Subsections

3.11 Load Balancing

Charm++ supports Load Balancing, enabled by the fact there are a large number of chares or chare-array-elements typically available to map to existing processors, and that they can be migrated at runtime.

Many parallel applications, especially physical simulations, are iterative in nature. They may contain a series of time-steps, and/or iterative solvers that run to convergence. For such computations, typically, the heuristic principle that we call "principle of persistence" holds: the computational loads and communication patterns between objects (chares) tend to persist over time, even in dynamic applications. In such cases, recent past is a good predictor of near future. Measurement-based chare migration strategies are useful in this context. Currently these apply to chare-array elements, but they may be extended to chares in the future.

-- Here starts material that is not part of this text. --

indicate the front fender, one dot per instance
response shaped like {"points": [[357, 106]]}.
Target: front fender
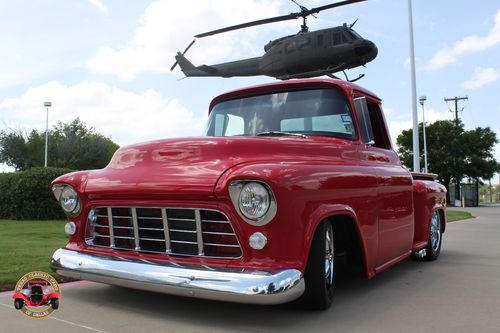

For applications without such iterative structure, or with iterative structure but without the predictability (i.e. where the principle of persistence does not apply), Charm++ supports "seed balancers" that move seeds for new chares among processors (possibly repeatedly) to achieve load balance. These strategies are currently available for both chares and chare-arrays. Seed balancers were the original load balancers provided in Charm since the late '80s. They are extremely useful for state-space search applications, and are also useful in other computations, as well as in conjunction with migration strategies.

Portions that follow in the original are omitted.